There are tougher academic standards for freshmen and junior college transfers. Beginning in August 2012, high school seniors will need a 2.3 GPA in 16 core courses, instead of current 2.0. Also, 10 of the core courses must be finished before their senior year. Junior college transfers will need a 2.5 GPA with only two physical education credits included.
Students that meet the current standards, but not the new ones, will be considered partial qualifiers and can be on scholarship and practice with the team but won’t be able to travel or participate in games.
“A significant number of this year’s freshman class would have met that standard,” Robertello said. “But we would have had a handful of kids that, under these new rules, would have been partial qualifiers.”
Summer basketball recruiting
A new summer basketball recruiting schedule is in place. Instead of 20 evaluation days in July and none in April, coaches will have four evaluation days in April and 12 in July, starting in 2012.
Coaches can also make unlimited calls or send unlimited text messages to prep recruits starting after June 15 following their sophomore year.
The rule breaks up the summer tournament schedule, giving the high school players breaks between tournaments, eliminating the practice of some players participating daily for 20 consecutive days.
“I like that for two reasons,” WSU coach Ken Bone said. “One, you can gauge them against better competition in April. And No. 2, in the summer I think you’ll see better quality basketball broken up that way. The last three to four days of each period is almost worthless.”
The new texting rules will allow coaches to build a better relationship with recruits, Bone said.

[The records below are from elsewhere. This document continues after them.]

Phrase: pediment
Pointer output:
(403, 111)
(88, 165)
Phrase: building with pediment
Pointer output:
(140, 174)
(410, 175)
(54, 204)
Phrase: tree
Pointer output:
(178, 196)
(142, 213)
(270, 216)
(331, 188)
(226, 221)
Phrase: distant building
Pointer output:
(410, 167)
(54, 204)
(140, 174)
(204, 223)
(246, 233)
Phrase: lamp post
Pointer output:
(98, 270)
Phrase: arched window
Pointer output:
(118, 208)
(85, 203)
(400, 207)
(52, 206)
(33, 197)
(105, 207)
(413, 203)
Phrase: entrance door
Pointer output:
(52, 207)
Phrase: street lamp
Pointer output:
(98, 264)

“That’s definitely a way the kids like to communicate,” Bone said. “It does allow us an opportunity, I believe, to get to know kids better. And that’s critical. And for them to get to know us better.”
But it also may have unintended consequences.

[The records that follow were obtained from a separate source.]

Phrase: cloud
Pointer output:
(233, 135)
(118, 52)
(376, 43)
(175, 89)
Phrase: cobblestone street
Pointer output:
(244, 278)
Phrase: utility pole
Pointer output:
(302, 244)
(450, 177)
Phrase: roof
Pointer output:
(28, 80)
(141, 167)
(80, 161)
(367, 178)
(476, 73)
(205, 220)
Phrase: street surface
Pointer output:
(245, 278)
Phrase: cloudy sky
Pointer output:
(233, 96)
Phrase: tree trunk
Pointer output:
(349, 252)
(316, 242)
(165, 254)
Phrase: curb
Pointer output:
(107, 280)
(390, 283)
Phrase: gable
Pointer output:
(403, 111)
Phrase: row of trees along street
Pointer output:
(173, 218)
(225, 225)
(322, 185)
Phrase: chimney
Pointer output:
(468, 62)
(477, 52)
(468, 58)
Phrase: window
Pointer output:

“You’ve got to do what you’ve got to do,” California coach Mike Montgomery said last week at the Pac-12 media day. “Coaching staffs are hiring people to do just that. That’s all they do is text, tweet, whatever.
“That’s not my idea of what a coach is, but if you have to do that, ultimately you’ve got to recruit players.”
Rulebook, infraction revisions
The board also endorsed a proposed update to the NCAA’s rulebook and examine infractions, but did not take any final actions toward changes in those areas. Moos feels more changes are coming under new president Mark Emmert, the former University of Washington president.
“This is all a very strong illustration of his reform intentions,” Moos said. “And there could be more of it down the road.”
Staff writer Jim Meehan contributed to this report.